At its November 9 meeting, the regional council voted to commission an independent review of the key contractual, legal, financial, economic and environmental elements of the $330 million irrigation scheme, which involves building the Ruataniwha Dam on the upper Makaroro River to create a 7km-long reservoir capable of providing irrigation to more than 25,000ha of land.

From my perspective, any slowing down of the scheme is very concerning ...


The review will also investigate the impacts and consequences of implementing Plan Change 6 - a set of environmental regulations designed to improve water quality in the whole Tukituki catchment by increasing minimum river flows - without the dam, to withdrawing from the scheme altogether.

The regional council has agreed to invest $80 million of ratepayers' money into the scheme and build the dam, subject to number of precedent conditions being met by its investment company, HBRIC Ltd.


Nearly $20 million has already been spent and while other conditions relating to sufficient water users for the scheme have been met, the scheme has so far failed to secure a corporate investor.

With the scheme currently held up in the courts - and the number of pro-dam supporters on council now in the minority following October's local body elections - chairman Rex Graham told the meeting that the community had insisted on "having a cup of tea" and pausing to review the scheme and all the issues surrounding it.

He said whatever the council decided would have serious consequences and it was important the council was fully informed before making any future decisions on the scheme.

Staff are due to report back to the council at its next meeting on November 30 with detailed advice on the packages of work to be included in the review, resource implications, how long it will take and whether any external advice will be required.

Council staff expect the review to take until the end of February next year to be completed, with the findings not due to be delivered to the council until March 17 - a lengthy timeframe that both Central Hawke's Bay mayor Alex Walker and CHB regional councillor Debbie Hewitt were concerned about.

Walker said any further delays would hinder the ability of farmers and other water users in the district to meet the new environmental regulations under Plan Change 6, which was due to come into effect in mid-2018.

"From my perspective, any slowing down of the scheme is very concerning to me. Plan Change 6, which is tied up with the plan for the dam, is primarily concerned with improving the quality of our rivers, which we all absolutely believe in.

"If we slow down on this dam project, when we hit the middle of 2018 when some of these requirements regarding minimum river flows come into effect, where is that water going to come from?" she asked.

"The logical answer appears to me is that the taps will be turned off, so to speak, on existing resource consent holders. So slowing down is not just about saying to [people in] CHB 'just wait and carry on as you are', there are actual potential negative ramifications of slowing down, and that's what concerns me," the first-term mayor said.

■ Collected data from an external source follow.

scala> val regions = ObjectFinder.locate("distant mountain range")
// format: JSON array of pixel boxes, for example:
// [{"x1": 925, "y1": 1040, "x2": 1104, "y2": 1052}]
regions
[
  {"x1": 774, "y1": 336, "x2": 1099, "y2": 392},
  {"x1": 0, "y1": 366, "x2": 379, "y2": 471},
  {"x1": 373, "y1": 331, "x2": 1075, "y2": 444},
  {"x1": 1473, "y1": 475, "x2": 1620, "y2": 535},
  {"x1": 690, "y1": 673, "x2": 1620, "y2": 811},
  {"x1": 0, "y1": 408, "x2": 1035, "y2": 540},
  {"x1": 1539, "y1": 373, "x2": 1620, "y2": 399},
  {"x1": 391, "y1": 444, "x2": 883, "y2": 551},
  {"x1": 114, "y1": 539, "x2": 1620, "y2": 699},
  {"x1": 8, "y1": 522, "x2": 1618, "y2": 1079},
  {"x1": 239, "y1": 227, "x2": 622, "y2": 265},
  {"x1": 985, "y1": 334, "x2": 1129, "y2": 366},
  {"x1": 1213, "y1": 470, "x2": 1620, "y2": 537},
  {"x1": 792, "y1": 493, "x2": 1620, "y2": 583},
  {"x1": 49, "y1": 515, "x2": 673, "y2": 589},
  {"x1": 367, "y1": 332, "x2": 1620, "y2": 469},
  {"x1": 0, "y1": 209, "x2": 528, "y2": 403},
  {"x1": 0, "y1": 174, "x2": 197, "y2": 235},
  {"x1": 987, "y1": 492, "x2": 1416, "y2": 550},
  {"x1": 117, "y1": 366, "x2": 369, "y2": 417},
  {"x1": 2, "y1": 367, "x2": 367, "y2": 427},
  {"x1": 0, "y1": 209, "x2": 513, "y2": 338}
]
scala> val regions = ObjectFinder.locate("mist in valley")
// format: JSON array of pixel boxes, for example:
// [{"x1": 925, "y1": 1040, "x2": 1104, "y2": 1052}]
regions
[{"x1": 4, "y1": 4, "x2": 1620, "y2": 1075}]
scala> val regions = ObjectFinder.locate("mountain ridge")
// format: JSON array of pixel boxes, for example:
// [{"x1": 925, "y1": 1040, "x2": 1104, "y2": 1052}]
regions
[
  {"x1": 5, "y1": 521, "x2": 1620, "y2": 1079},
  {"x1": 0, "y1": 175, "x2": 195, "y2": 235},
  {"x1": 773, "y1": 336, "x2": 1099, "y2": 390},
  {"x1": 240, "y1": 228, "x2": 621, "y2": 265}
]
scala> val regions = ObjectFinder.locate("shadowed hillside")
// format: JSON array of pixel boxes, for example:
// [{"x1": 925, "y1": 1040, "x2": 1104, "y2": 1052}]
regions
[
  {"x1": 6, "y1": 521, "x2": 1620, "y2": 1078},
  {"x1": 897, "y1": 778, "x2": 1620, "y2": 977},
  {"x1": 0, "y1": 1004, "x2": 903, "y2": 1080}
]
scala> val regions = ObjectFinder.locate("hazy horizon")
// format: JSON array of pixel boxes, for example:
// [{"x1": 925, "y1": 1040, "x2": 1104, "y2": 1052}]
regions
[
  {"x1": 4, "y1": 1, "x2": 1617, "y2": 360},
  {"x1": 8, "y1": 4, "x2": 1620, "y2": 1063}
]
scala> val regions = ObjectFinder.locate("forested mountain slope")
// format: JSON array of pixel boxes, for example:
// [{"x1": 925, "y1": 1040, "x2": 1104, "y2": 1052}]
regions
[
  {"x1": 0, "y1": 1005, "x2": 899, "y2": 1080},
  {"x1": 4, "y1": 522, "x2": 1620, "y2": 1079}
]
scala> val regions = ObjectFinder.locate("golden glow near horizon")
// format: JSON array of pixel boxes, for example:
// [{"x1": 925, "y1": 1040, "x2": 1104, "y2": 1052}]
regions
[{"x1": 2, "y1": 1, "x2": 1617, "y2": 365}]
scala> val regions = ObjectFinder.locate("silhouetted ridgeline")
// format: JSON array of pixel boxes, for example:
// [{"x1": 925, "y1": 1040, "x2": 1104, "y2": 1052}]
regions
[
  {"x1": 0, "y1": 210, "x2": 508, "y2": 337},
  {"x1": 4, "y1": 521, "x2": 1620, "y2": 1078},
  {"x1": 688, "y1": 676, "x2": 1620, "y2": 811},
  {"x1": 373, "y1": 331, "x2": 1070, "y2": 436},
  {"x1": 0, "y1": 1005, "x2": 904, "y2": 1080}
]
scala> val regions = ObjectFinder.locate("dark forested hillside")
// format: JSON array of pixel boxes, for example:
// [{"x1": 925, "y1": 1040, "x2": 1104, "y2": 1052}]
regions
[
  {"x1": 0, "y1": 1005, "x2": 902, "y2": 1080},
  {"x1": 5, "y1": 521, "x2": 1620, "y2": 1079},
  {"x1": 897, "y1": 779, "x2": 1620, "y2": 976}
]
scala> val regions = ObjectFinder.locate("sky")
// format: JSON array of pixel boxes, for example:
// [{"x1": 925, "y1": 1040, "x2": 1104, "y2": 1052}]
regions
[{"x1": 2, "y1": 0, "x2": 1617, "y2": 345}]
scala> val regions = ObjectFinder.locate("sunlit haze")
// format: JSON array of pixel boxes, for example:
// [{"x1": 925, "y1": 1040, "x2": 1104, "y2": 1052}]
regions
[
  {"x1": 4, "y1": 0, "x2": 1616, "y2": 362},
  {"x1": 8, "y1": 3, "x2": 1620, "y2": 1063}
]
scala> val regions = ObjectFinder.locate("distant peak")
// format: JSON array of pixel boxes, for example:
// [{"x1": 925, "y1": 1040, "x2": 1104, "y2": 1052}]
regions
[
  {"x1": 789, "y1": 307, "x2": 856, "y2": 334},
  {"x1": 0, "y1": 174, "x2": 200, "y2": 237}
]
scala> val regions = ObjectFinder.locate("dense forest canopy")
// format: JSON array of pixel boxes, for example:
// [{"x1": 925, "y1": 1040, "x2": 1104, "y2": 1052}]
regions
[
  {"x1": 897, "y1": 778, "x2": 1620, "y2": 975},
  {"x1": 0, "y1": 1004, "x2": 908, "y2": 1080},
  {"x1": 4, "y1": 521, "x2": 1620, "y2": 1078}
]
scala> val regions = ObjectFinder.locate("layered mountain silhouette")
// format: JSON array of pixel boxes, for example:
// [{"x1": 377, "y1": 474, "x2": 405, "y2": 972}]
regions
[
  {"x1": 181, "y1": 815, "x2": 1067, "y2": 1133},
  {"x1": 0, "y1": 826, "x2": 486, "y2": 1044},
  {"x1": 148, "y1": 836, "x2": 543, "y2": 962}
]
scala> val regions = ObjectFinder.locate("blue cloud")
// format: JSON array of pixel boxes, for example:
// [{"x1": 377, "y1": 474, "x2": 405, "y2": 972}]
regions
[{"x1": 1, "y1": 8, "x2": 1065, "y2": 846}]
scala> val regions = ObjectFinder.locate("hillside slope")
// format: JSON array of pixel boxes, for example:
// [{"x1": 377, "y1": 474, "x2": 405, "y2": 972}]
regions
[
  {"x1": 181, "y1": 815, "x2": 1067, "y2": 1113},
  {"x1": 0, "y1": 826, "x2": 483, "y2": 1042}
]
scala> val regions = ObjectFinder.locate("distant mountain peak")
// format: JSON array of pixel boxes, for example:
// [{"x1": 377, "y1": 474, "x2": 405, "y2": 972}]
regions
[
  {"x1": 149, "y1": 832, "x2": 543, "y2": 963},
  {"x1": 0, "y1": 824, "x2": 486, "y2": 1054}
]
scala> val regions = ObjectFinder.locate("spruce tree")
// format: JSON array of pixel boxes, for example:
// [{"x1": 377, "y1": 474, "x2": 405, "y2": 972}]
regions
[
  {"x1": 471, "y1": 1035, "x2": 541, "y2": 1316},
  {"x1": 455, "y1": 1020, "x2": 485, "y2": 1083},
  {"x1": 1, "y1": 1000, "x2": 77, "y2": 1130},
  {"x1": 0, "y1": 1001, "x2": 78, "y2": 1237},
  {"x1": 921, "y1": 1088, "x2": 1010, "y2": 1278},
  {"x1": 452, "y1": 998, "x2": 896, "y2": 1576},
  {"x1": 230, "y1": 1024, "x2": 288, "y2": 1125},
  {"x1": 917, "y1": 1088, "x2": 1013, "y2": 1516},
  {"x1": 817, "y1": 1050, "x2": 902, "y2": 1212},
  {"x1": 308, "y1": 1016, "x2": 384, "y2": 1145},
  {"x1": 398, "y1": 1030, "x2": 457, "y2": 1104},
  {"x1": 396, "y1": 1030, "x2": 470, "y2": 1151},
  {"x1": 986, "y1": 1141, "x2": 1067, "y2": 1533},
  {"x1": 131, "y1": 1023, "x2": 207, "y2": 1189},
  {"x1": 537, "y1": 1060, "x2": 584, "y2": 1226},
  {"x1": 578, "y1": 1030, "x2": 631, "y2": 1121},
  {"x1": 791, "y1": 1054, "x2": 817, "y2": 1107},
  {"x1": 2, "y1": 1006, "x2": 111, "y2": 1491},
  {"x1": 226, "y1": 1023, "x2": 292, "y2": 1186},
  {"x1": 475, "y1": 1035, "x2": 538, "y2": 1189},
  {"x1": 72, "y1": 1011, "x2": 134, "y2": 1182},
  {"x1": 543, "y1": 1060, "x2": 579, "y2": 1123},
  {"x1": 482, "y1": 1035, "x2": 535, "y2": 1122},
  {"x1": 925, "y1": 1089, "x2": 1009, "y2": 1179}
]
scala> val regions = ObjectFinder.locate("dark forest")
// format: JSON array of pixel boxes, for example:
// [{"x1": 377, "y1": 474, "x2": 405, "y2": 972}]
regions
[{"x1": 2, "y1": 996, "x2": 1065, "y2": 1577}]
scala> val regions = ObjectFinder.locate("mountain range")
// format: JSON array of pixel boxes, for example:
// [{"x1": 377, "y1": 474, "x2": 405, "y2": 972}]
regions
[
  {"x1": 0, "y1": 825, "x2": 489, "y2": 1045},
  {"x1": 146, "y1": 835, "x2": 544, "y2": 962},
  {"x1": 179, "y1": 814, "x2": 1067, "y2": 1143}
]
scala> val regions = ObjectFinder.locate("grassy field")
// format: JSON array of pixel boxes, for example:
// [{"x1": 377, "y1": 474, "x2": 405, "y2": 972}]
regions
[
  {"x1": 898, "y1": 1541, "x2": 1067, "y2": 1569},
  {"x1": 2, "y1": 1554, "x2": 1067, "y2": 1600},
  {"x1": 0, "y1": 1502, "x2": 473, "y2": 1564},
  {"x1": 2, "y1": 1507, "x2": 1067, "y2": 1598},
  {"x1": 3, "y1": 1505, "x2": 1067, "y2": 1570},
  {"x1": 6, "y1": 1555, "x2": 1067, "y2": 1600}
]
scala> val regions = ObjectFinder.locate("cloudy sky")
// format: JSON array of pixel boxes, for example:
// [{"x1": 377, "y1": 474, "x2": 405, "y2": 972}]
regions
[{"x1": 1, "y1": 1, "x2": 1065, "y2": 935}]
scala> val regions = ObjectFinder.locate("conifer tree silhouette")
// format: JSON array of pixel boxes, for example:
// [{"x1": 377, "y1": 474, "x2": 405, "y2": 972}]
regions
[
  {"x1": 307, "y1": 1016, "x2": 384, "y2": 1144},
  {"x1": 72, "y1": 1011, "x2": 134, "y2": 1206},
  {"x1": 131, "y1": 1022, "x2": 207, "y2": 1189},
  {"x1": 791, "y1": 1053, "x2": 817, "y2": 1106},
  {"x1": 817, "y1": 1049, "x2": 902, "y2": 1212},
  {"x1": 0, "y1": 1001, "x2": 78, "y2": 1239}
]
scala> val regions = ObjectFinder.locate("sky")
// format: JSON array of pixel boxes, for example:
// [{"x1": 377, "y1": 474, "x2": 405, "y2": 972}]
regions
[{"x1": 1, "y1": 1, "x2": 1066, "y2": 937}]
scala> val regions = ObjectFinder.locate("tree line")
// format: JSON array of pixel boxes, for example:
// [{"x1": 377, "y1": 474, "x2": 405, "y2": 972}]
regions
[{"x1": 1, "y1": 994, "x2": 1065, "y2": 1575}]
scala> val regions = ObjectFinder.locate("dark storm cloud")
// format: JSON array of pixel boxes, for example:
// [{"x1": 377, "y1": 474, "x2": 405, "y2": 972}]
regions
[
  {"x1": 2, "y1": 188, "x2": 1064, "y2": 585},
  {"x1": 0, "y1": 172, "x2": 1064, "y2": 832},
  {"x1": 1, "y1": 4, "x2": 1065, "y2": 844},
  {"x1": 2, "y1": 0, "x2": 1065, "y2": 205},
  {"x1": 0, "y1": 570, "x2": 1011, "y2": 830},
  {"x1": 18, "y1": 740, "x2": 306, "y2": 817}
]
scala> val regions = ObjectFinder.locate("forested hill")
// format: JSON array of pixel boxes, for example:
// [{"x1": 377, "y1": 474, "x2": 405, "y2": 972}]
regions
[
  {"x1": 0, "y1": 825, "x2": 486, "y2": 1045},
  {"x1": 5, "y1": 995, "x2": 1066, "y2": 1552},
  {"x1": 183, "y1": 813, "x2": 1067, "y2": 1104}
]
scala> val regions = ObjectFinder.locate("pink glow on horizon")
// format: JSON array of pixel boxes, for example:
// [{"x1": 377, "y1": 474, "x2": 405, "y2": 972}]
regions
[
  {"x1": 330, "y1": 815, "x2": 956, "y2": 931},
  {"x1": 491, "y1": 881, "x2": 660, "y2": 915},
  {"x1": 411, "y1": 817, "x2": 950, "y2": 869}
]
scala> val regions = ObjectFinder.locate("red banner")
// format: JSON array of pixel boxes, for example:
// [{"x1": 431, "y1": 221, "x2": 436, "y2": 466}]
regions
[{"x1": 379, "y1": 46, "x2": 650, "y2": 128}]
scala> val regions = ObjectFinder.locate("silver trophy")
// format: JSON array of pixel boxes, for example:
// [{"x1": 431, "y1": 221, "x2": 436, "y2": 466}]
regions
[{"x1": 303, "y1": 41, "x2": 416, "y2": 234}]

CHB's regional councillor Debbie Hewitt conceded it was an opportune time to conduct a review, given that the land deal involving the Dept of Conservation swapping 22ha of protected land in the Ruahine Forest for 177ha of private farmland on Smedley Farm so the dam could go ahead, was back before the courts as the subject of a Supreme Court appeal.

"Obviously I am reluctant to see any delays to this scheme but we are having an enforced 'cup of tea' while the land exchange deal is before the courts.

"However I am of the very firm view we should be tightening up the timeframe [of the review] as much as we possibly can.

"As I said in the meeting you guys are asking for a cup of tea - well, a cup of tea takes 10 minutes and this is five months, so I'm having input into what the review should and shouldn't entail."

Hewitt, a CHB landowner who was re-elected in October after being cleared of a conflict of interest in the dam, said she remained strongly in favour of the scheme, given the economic spin-offs it would generate.

"There will be major spin-offs for Napier and Hastings, Napier Port, processors, freight companies ... It's an infrastructure investment that will benefit the entire region. I'm adamant about that," she said.

Mayor Alex Walker agreed it would be a "game changer" not just for CHB, but the entire region.

"There are opportunities for all of Hawke's Bay around storage of water. It's going to be the gold of the coming century and our children and grandchildren will be able to do things with that water that we can't even begin to imagine," she said.

HBRIC chairman Andy Pearce welcomed the council's review of the RWSS.

"The scheme has been designed to be a significant contributor to improved river flows and ecological health in the TukiTuki catchment and to the creation of much needed jobs for the region. Confirming the project will deliver on these objectives is a perfectly reasonable request and the timing aligns with an enforced delay while the land exchange matter is considered by the Supreme Court" he said.

"Councillors need to have a full understanding of the impact on the regional community if the scheme does or does not proceed. The review needs to deliver certainty so farmers, investors and other key stakeholders know where they stand and can make the necessary plans," he said.